The latest argument for admitting students who do not pass the entrance exam to selective high schools is the peer effect (“It’s the peer effect, stupid: What makes schools like Stuyvesant great. It’s not test-based admission, but broader culture of excellence,” New York Daily News, Feb. 20).  What advocates maintain is that being in a school where academic excellence permeates the atmosphere is enough to help all students succeed.

I don’t doubt for a second that the peer effect is a factor in how students learn, but I think it is highly overrated.  If students are admitted when they lack the skills and knowledge to handle rigorous work, they will struggle and eventually fail no matter who their classmates are.  It takes a certain IQ to deal with the kind of college-level work that elite high schools in any community offer.  Yes, being around other students who are far brighter can act as a motivation, but it is not enough to compete.

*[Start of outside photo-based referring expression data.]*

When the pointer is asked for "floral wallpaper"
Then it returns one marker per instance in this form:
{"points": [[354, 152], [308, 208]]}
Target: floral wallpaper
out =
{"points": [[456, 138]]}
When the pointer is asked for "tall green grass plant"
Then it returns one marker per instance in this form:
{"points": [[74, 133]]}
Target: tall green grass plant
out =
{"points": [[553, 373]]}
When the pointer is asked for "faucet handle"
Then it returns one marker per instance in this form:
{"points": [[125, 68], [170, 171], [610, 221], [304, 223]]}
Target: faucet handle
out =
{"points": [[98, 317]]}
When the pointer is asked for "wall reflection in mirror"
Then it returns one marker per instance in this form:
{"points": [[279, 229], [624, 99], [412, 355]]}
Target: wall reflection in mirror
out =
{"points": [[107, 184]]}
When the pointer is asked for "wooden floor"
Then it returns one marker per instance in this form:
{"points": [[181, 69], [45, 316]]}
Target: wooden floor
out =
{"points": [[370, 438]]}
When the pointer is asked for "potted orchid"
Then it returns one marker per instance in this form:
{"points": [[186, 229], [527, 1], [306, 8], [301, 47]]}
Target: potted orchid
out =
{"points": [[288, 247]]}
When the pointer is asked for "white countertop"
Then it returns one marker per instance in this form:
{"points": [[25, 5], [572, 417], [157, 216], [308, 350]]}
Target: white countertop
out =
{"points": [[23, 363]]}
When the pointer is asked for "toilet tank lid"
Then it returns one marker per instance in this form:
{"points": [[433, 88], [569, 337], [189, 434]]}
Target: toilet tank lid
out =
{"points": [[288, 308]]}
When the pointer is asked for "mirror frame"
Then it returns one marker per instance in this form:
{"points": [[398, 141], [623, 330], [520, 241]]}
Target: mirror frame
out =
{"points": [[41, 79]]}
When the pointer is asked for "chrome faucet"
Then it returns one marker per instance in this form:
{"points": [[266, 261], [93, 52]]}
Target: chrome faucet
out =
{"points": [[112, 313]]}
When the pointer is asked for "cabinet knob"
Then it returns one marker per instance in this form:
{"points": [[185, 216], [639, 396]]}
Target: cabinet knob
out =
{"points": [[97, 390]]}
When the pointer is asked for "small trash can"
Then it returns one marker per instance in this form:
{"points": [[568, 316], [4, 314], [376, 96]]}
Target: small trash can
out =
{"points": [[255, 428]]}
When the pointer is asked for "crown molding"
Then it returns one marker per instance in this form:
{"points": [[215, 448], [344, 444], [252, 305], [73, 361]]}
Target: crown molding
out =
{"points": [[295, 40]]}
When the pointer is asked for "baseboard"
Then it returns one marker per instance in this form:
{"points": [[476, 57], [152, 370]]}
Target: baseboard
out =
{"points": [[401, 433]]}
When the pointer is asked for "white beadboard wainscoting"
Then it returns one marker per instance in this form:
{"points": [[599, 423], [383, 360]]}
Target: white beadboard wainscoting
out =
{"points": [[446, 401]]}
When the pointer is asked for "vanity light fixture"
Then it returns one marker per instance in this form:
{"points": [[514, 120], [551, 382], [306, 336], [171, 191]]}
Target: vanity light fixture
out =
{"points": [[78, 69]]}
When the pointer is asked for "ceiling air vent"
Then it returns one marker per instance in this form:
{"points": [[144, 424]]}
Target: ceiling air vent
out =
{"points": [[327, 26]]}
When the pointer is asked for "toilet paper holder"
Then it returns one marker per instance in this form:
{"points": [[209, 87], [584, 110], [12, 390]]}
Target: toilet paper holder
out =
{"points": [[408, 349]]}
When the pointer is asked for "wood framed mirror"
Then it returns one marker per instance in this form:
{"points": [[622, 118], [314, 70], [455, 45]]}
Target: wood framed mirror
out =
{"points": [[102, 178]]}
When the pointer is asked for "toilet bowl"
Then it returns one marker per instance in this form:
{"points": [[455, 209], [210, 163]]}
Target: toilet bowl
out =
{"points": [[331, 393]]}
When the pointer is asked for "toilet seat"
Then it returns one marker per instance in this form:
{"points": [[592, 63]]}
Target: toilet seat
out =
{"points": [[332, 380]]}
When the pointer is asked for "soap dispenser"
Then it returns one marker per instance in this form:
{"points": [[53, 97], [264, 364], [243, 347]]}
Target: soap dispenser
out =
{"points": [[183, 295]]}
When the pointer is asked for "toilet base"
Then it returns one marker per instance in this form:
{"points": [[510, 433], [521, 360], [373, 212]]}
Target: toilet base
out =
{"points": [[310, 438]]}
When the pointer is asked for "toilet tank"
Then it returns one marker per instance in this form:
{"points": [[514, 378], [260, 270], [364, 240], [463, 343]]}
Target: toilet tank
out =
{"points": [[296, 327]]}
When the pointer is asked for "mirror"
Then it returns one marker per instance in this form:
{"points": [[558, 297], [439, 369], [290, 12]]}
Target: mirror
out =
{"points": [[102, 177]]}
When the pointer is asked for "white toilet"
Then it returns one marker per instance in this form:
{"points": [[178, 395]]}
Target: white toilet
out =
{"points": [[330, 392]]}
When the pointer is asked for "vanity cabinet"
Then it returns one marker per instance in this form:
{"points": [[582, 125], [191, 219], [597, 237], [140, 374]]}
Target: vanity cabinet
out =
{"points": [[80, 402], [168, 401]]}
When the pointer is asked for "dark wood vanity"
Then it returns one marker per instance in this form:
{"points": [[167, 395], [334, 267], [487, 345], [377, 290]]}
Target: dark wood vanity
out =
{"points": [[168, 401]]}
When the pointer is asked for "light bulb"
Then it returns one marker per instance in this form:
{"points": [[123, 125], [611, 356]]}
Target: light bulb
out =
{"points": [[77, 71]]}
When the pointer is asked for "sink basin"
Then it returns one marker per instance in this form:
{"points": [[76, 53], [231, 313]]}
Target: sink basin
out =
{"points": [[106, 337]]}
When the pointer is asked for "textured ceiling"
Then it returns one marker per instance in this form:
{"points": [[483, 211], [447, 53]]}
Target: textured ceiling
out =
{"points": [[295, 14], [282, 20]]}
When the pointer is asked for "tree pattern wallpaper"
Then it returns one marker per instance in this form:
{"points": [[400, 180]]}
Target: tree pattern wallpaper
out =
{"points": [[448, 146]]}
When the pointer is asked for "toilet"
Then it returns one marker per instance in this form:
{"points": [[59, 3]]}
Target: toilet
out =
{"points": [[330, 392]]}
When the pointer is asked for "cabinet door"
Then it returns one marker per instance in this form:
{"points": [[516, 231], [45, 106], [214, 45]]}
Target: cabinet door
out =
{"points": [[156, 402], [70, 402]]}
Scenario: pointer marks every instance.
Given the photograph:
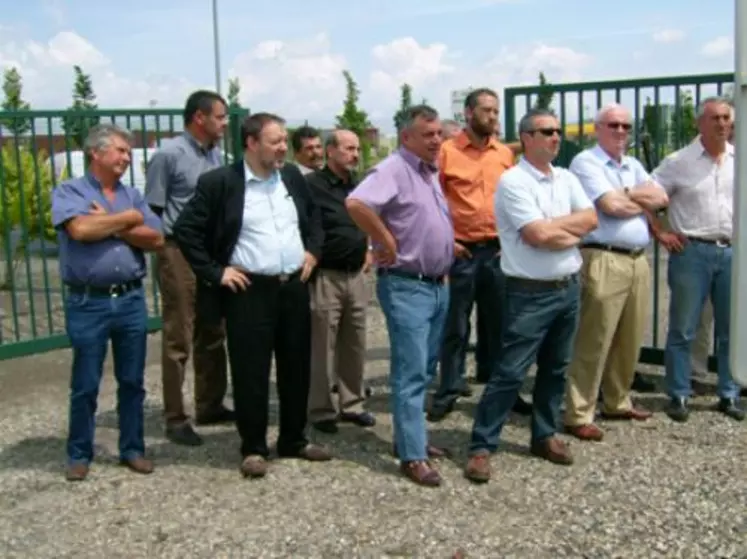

Hollywood would have everyone believe that grit is how poorly prepared students can succeed.  But the prose of textbooks used in New York’s specialized high schools requires what educators have said is an IQ of about 115.  That’s the top 16 percent of the distribution.  There will always be a few exceptions, but how can being around other smarter students help students who don’t possess the same intelligence?

There has been much coverage in the media about the mismatch when students choose a college or university.  I say the same thing applies when students are admitted to elite high schools.  We are setting them up for failure despite the best intentions.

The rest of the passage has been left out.